Electrophysiology testing has been proposed as a means for monitoring retinal function in cases of suspected DFO toxicity. Electroretinogram and electrooculogram (EOG) are usually confirmatory of DFO retinopathy and appear to be more sensitive in detecting early retinal damage than fundoscopy alone [3]. A recent study suggests that ffERG and multi-focal ERG are more sensitive in early damage detection than visual evoked potential, FAF imaging and OCT scans in patients under chelation therapy [32]. For instance, there are reports of bilateral reductions in response densities at the central retina corresponding to RPE changes related to DFO toxicity [3, 33, 34]. Repeated examinations with multifocal ERG have also been used for the follow up of patients with DFO related maculopathy in order to record functional changes. However, due to lack of specificity of these tests for DFO toxicity, various different results have been presented in literature [33]. Regarding pattern dystrophies, various contradicting electrophysiology findings have been reported in literature (Table 1).
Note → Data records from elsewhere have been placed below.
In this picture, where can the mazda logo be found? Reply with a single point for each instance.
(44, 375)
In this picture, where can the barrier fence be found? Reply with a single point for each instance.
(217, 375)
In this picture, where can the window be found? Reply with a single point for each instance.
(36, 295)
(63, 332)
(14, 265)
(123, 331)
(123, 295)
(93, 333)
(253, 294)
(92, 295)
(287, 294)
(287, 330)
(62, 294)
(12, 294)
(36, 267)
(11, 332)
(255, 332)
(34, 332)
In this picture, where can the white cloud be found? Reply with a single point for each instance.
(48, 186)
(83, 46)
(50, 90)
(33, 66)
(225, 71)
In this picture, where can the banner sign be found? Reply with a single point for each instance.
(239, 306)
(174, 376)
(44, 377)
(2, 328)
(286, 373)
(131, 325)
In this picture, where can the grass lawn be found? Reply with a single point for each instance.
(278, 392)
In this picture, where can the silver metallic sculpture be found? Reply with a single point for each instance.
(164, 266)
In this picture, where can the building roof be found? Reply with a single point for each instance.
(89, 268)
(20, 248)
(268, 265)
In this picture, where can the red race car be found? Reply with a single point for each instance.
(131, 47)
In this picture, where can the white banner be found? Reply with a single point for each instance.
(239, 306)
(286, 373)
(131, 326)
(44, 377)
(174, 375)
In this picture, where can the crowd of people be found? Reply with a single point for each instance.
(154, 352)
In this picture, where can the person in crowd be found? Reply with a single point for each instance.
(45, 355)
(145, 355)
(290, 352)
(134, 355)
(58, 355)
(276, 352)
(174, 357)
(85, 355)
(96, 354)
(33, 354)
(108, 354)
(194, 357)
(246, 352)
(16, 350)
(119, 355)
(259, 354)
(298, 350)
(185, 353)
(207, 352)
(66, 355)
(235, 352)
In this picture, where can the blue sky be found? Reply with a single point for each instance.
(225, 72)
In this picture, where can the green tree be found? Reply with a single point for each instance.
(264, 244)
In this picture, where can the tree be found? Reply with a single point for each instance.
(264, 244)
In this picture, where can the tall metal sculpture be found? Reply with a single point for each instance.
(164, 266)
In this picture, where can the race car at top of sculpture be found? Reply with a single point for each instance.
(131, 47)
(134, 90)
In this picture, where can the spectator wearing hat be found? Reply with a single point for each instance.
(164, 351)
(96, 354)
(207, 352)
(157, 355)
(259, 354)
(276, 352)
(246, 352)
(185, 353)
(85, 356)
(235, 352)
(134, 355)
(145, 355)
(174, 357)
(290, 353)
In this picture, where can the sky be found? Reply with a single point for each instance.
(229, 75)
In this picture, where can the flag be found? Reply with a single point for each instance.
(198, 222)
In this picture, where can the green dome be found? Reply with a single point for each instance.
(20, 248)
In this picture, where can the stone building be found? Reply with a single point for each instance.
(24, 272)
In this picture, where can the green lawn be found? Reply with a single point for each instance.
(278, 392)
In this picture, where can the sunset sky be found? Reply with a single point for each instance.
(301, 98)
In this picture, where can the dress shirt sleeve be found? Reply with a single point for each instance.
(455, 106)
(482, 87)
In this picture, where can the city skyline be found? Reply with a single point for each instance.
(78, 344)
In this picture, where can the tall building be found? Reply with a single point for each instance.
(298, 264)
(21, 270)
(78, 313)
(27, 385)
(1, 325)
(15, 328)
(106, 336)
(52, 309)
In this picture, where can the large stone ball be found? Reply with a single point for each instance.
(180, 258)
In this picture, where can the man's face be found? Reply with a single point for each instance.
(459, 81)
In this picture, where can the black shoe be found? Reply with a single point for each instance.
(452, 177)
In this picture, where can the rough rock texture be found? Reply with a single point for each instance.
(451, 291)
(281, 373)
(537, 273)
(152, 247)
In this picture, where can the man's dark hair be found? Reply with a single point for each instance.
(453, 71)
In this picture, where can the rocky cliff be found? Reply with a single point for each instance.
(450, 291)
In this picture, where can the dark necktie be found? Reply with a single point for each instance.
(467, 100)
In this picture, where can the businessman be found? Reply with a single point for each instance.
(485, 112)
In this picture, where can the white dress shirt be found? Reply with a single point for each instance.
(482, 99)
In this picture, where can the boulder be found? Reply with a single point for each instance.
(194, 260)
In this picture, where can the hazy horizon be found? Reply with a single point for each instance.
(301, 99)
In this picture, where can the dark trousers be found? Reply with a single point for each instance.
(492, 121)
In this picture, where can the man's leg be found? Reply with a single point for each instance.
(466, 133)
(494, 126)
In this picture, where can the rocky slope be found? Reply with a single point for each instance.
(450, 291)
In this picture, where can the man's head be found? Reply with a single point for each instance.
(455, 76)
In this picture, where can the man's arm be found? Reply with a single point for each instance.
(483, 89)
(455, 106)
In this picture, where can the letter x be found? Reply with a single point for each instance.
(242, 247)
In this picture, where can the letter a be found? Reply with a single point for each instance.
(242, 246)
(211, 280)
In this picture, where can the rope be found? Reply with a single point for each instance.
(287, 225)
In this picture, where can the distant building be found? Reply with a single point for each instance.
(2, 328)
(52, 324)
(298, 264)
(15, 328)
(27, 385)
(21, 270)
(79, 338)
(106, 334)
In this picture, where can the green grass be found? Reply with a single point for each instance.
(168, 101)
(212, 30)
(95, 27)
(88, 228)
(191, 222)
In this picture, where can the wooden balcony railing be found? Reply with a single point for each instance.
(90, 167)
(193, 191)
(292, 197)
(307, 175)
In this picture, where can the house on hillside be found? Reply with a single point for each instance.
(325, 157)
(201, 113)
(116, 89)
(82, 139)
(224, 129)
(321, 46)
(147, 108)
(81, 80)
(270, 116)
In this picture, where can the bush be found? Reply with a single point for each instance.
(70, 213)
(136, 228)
More specifically, ERG results range from normal [3, 26] to impaired cone [25] or rod responses [35]. Diffuse dysfunction in EOG has also been reported in one vitelliform case [35]. In our cases, patients had normal cone and rod responses in the full field ERG.

Cessation of DFO treatment has been reported to reverse early DFO toxicity related changes [36]. Kertes et al. however, reported progressive deterioration in mfERG during the first 4 months after discontinuation of DFO, which did not stabilize until 8 months later [37]. Regarding macular pattern-like dystrophies, limited information exists in literature on the possible effect of DFO cessation or DFO dose modification (Table 1). Viola et al. reported switch of chelation treatment, from DFO to deferasirox, in a patient with a vitelliform-like lesion as well as one patient with butterfly shaped macular changes while chelation therapy remained unchanged on two patients with butterfly shaped-like macular changes [24]. Interestingly, progressive RPE atrophy was demonstrated during follow-up in all of the above four patients, although resolution of the hyperreflective material had initially been observed in the patient with the vitelliform-like lesion [24]. In the cases reported by Gonzales visual deterioration occurred despite DFO discontinuation [25]. Finally, administration of brinzolamide 0.1% in a patient with vitelliform maculopathy related to DFO resulted in reduction of the macular lesion [38]. In a recent case report of a pseudovitelliform maculopathy related to DFO, further deterioration occurred after changing the chelator from DFO to deferasirox [35].

In this report, we present two cases of relatively rare pattern dystrophy like macular changes in patients treated with DFO for a prolonged period of time. Multimodal imaging utilization in our patients allowed a better evaluation and possibly earlier detection of the DFO-related changes. The correlation between DFO and the retinal changes presented in our patients is enhanced by the absence of any family history of macular pathology, the chronic treatment with DFO and the symmetric and bilateral appearance of macular changes. The age of presentation of visual disturbances in both patients is the 5th and 6th decade of life respectively, which also favors the diagnosis of an adult onset macular dystrophy. However, exclusion of possible genetic defects would further support the conclusion of an acquired pattern dystrophy of the macula induced by desferrioxamine. Adjustment of chelation treatment could have been a more proactive approach. However, in our cases, haematologist consultation suggested that patients should remain on the prescribed chelation therapy and be closely followed-up every three months. No sign of deterioration was observed over a period of 2 and 4 years respectively. Screening is therefore important for early detection, prompt diagnosis and follow up of possible drug-related toxicity in this particular group of patients.